Not So Prime Time: Chasing the Trivial on American Television (Ivan R. Dee, $26, 257 pages) is a collection of Mr. Rosenberg’s newspaper columns, cut into sections dealing with TV news, schlock television, and politics.
Of those three, it is his obsession with TV news that gets Mr. Rosenberg most exercised. He laments the state of local newscasts, the dilution of network news by its “infotainment” stepchildren (such as the “Today” show and “Prime Time Live”), and the steady merging of tabloids and traditional journalism.
Taking a decidedly fatalistic view, he laments, “If Lincoln had issued his document that freed slaves in rebelling states in the era of all-news channels instead of in 1863, they would have granted him half the screen, the rest to Laci Peterson’s memorial.”
And, “If Saddam Hussein and Michael Jackson had been taken into custody on the same day in 2003, the twenty-four hour news channels, local news, and perhaps the major networks too would have assigned the stories equal weight by splitting the screen and showing them simultaneously.”
Mr. Rosenberg should be forgiven if he sounds overly pessimistic. After all, he has to watch this stuff for a living.
On politics, he does many of the things one would expect of a West Coast liberal. He takes shots at Rush Limbaugh and G. Gordon Liddy and Fox News Channel. Arnold Schwarzenegger’s political dominance clearly bothers him and, because he’s against the death penalty, he argues that executions should be televised.
But the charm of “Not So Prime Time” is that Mr. Rosenberg often strays from the liberal script and comes in at off-angles. He resents the rude treatment the media gave to Paula Jones and argues that private infidelities can yield important insight into the character of public officials.
Further, he is initially heartened by George W. Bush’s lack of eloquence on television, saying, “A president who is awkward and relatively transparent on camera is preferable to one willing to use his pizzazz and TV mastery to potentially deceive the public.”
At the end of the day, Howard Rosenberg loves television more than he loves political ideology. He believes in television’s importance and capacity to do good — so much so that he thinks of the president as “America’s Anchorman.”

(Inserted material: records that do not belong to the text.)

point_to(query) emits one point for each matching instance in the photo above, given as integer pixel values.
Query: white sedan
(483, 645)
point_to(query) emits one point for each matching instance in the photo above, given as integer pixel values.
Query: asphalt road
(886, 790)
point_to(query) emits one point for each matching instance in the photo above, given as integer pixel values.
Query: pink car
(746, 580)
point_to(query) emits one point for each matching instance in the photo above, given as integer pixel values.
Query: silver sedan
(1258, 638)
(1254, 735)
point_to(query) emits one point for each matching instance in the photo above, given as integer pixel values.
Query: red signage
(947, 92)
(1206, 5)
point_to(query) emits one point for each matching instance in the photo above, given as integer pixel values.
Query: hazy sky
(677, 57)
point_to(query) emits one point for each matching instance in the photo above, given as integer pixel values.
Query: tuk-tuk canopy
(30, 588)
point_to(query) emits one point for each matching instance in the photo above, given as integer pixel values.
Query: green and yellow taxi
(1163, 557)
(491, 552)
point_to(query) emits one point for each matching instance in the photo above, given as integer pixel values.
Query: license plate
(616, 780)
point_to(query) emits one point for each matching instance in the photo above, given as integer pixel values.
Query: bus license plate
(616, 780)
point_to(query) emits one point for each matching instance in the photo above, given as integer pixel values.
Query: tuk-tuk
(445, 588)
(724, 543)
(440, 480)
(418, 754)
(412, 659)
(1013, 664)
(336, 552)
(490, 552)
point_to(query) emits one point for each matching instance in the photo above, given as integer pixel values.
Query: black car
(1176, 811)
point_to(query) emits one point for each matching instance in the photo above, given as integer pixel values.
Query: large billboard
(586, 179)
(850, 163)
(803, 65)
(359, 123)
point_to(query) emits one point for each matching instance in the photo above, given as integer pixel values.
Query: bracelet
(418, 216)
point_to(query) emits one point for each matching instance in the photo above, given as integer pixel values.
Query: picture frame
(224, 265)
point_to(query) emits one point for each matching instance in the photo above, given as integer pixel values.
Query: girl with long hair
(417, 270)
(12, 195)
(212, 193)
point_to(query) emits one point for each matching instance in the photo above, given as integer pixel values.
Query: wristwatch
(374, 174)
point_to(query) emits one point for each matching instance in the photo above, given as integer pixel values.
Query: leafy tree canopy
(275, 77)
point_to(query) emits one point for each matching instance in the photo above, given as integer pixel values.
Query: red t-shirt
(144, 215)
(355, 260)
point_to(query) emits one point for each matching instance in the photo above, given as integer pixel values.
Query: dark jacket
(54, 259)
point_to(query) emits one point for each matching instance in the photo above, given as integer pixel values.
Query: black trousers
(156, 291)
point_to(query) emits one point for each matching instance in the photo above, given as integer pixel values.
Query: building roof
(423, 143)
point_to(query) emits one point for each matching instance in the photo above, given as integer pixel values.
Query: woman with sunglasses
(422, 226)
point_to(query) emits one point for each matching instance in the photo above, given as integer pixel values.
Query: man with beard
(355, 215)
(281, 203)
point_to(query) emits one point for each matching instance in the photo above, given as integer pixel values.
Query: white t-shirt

It’s this love that causes him to hate most of what’s on television. And it’s what gives “Not So Prime Time” its pleasant and tangy bite.
The one glaring area of omission in Mr. Rosenberg’s book is entertainment television, which he touches on only fleetingly. If he had dealt more extensively with TV fiction, he almost certainly would have come to the best show in the history of television: “Buffy the Vampire Slayer.”
During its seven-year run, “Buffy” earned critical praise from the far corners of the land: TV critics, academics, theologians. The show spawned college courses and books such as James South’s “Buffy the Vampire Slayer and Philosophy: Fear and Trembling in Sunnydale.”
The latest contribution to the raft of Buffy literature is Jana Riess’ What Would Buffy Do? The Vampire Slayer as Spiritual Guide (Jossey-Bass, $14.95, 183 pages). The author sets about decoding and interpreting the religious symbolism and moral messages of the show. It is not a book for the uninitiated.